Balkinization  

Monday, September 28, 2009

Religion and Division

Guest Blogger

For The Constitution in 2020 Conference, October 2-4, 2009 at Yale Law School. Crossposted at The Constitution in 2020 blog.

Richard W. Garnett

A particular narrative has, for many years, informed and shaped both our thinking about the meaning and purpose of the First Amendment’s no-establishment-of-religion rule and the construction-by-courts of the doctrines, standards, and tests used to enforce that rule. The narrative goes something like this: Europe suffered through many years of war, persecution, and political turmoil, in large part because of the failure to appropriately separate church and state, religion and politics. As Madison put it, in the Memorial and Remonstrance, “[d]uring almost fifteen centuries has the legal establishment of Christianity been on trial. What have been its fruits? More or less in all places, pride and indolence in the Clergy, ignorance and servility in the laity, in both, superstition, bigotry and persecution.” Our Founders learned from this experience, the narrative goes, and so sought to guard against “divisiveness” in politics by privatizing religion.
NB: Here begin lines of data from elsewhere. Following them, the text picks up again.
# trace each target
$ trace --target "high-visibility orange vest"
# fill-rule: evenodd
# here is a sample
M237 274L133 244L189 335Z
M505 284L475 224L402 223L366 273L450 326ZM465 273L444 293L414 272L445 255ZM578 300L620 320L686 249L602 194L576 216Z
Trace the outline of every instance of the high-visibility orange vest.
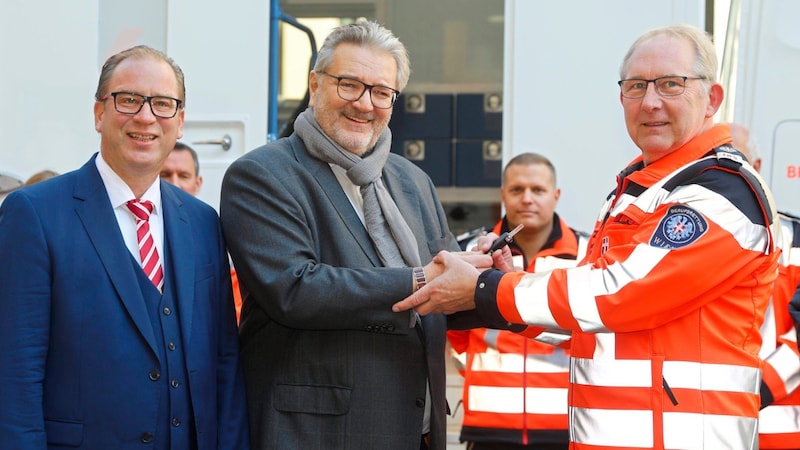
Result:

Obviously, there is something to this narrative. As I have tried to explain in more detail elsewhere, though, I believe it is a mistake – one that for several decades misshaped our constitutional doctrines and debates and one that “progressives” and “conservatives” alike should want to see abandoned well before 2020 – to think that observations or predictions of “divisiveness” should have any significant place either in the judicial enforcement of the no-establishment rule or in citizens’ participation in what Jack Balkin calls the broader “tradition of redemptive constitutionalism.” After all, and to quote Madison again, “[l]iberty is to faction what air is to fire, an aliment without which it instantly expires. But it could not be less folly to abolish liberty, which is essential to political life, because it nourishes faction, than it would be to wish the annihilation of air, which is essential to animal life, because it imparts to fire its destructive agency.”
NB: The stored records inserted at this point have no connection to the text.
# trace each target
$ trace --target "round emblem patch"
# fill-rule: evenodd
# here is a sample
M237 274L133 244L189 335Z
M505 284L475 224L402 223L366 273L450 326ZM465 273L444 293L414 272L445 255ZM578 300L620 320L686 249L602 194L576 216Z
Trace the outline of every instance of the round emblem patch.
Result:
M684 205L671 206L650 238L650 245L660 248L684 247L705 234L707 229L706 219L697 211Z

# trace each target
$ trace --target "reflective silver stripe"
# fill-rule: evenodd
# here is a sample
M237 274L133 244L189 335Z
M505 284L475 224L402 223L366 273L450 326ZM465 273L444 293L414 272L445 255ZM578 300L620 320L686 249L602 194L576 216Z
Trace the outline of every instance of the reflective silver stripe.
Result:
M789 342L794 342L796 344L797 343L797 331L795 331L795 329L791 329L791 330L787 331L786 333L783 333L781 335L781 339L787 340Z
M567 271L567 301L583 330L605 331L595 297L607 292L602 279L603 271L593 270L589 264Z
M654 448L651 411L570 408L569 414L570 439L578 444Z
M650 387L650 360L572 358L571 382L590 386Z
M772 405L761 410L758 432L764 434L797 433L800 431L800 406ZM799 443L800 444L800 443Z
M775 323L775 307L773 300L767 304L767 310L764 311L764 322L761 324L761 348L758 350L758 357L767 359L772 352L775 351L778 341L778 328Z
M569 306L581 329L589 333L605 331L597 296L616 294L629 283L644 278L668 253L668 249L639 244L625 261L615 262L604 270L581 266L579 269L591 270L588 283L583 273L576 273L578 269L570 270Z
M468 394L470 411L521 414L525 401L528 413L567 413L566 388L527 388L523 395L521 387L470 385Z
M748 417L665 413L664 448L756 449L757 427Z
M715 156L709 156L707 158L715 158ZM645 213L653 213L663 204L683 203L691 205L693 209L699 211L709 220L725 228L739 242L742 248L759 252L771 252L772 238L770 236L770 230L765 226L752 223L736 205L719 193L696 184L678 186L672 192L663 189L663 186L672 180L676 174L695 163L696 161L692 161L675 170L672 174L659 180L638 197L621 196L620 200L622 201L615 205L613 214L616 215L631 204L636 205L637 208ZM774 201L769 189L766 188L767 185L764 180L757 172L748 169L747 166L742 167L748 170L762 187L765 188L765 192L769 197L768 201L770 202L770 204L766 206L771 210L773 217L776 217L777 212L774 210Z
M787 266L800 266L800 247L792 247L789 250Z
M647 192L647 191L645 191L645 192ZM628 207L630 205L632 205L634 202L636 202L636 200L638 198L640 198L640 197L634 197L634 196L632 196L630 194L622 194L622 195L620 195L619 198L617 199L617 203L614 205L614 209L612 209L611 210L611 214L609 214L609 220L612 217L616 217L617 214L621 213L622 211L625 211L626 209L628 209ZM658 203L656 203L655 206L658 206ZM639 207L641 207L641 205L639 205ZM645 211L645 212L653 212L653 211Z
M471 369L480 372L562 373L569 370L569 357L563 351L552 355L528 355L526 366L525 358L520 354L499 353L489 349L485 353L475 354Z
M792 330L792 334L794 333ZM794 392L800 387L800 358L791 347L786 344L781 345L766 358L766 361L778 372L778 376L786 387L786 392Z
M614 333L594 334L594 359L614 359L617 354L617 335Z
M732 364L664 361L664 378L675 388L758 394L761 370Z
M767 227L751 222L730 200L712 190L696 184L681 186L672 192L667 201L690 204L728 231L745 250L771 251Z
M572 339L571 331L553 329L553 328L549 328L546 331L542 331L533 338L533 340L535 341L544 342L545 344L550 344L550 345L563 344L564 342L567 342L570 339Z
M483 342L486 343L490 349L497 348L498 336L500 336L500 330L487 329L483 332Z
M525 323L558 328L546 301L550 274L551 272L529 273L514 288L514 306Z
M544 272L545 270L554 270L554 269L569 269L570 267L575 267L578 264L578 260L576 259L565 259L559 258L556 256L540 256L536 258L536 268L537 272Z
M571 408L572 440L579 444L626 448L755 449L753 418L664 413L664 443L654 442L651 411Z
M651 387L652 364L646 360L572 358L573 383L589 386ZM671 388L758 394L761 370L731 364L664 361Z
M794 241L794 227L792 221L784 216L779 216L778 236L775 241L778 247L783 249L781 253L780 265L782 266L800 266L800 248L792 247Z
Noah Feldman and Bill Marshall contributed thoughtful essays to The Constitution in 2020 on the challenge of “protecting religious diversity” through our Constitution. I agree with much – most, in fact – of what they wrote, notwithstanding the fact that the “constitutional vision” developed and defended in the volume is, for the most part, not my own. This short comment is not intended as a criticism, or even a direct response, to their essays. It was, instead, merely prompted by what seemed to me to be each scholar’s embrace of the idea that the First Amendment was designed to be, and should be, understood and enforced with an eye toward avoiding or soothing “divisiveness.” (Professor Feldman, for example, follows Chief Justice Burger – and, more recently, Justice Breyer – in stating that a no-money-to-religion rule can be justified “on the ground that debates over government funding are likely to lead to political polarization – an especially great risk in our vibrantly diverse society.”)
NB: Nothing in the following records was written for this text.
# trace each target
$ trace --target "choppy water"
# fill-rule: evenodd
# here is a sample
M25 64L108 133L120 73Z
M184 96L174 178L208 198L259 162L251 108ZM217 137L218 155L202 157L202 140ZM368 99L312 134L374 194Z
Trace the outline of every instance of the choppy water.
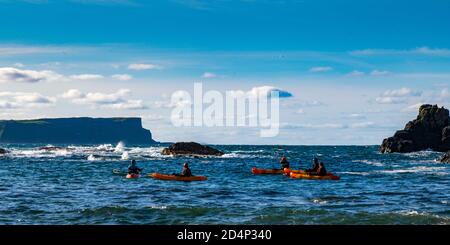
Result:
M450 165L440 153L380 154L376 146L217 146L223 157L162 156L162 146L2 145L0 224L450 224ZM252 166L294 168L313 156L340 181L254 176ZM127 180L127 158L144 172L190 162L207 181ZM297 161L301 160L301 164Z

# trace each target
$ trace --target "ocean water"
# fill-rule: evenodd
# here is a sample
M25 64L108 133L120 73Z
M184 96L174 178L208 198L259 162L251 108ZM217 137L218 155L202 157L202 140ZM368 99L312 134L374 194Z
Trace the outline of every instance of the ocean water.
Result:
M450 224L450 165L440 153L380 154L377 146L216 146L222 157L163 156L162 145L2 145L0 224ZM253 175L317 156L339 181ZM184 161L207 181L127 180L112 174L136 159L146 174ZM300 161L300 162L299 162Z

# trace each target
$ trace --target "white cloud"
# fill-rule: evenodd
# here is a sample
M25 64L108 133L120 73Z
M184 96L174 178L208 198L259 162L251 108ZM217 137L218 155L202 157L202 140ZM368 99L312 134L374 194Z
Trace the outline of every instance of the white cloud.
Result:
M450 49L418 47L409 50L398 49L364 49L350 52L355 56L376 56L376 55L427 55L427 56L450 56Z
M364 119L366 118L365 115L363 114L358 114L358 113L352 113L350 115L348 115L349 118L353 118L353 119Z
M278 96L280 98L292 97L292 94L290 92L272 86L253 87L250 91L247 92L247 95L251 97L258 97L258 96L271 97L272 92L278 92Z
M25 65L22 64L22 63L15 63L14 66L15 66L15 67L18 67L18 68L22 68L22 67L24 67Z
M37 83L63 80L64 76L50 70L22 70L14 67L0 67L0 83Z
M370 72L371 76L386 76L391 74L389 71L380 71L380 70L373 70Z
M159 70L162 69L161 66L155 64L143 64L143 63L134 63L128 65L129 70L141 71L141 70Z
M128 81L133 79L133 76L129 74L114 74L111 77L119 81Z
M350 128L368 128L374 126L374 122L360 122L350 124Z
M422 92L413 91L410 88L400 88L385 91L380 97L375 99L380 104L398 104L404 103L410 97L420 96Z
M331 70L333 70L333 68L330 66L317 66L311 67L311 69L309 69L310 72L326 72Z
M307 123L307 124L290 124L282 123L281 128L283 129L297 129L297 128L310 128L310 129L340 129L346 128L347 126L340 123Z
M1 109L46 107L53 105L55 102L55 98L35 92L0 92Z
M98 105L113 109L145 109L142 100L128 100L131 94L128 89L119 89L114 93L89 92L83 93L77 89L70 89L61 95L62 98L70 99L75 104Z
M347 76L351 76L351 77L360 77L360 76L364 76L364 75L365 75L364 72L358 71L358 70L353 70L347 74Z
M410 105L410 106L404 108L402 111L405 111L405 112L417 112L417 111L419 111L420 106L423 105L423 104L426 104L426 103L419 102L419 103L416 103L414 105Z
M70 78L74 80L98 80L103 79L104 76L99 74L77 74L71 75Z
M215 77L217 77L217 75L212 72L205 72L205 73L203 73L202 77L203 78L215 78Z

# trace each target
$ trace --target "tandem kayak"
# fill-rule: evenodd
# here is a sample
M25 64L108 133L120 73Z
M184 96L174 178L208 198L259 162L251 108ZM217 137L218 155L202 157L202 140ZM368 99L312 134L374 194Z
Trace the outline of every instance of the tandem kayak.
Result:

In my view, though – and in John Courtney Murray’s words – we should “cherish only modest expectations with regard to the solution of the problem of religious pluralism and civic unity.” Pluralism, Murray thought, “is the native condition of American society” and the unity toward which Americans have aspired – e pluribus unum – is a “unity of a limited order.” As I see it, those who crafted our Constitution believed that both authentic freedom and effective government could be secured by harnessing, rather than homogenizing, the messiness of democracy. It seems both misguided and quixotic, then, to employ the First Amendment to smooth out the bumps and divisions that are an unavoidable part of the political life of a diverse and free people and, perhaps, best regarded as an indication that society is functioning well, and engaging in precisely the “larger dialogue” and “conversation” for which The Constitution in 2020 calls.

Roberto Unger suggested, more than a decade ago, that one of the “dirty little secrets of contemporary jurisprudence” is its “discomfort with democracy.” And, in a similar vein (though not with regard to the Establishment Clause), Rick Pildes has voiced the worry that “in the political realm, judges and others cling . . . tenaciously to the fear that too much politics, or too competitive a political system, will bring instability, fragmentation, and disorder.” In my view, our thinking about religious liberty and church-state relations, and about the role of courts in protecting that liberty and policing those relations, should not – today or in 2020 -- be affected or colored by this “fear.”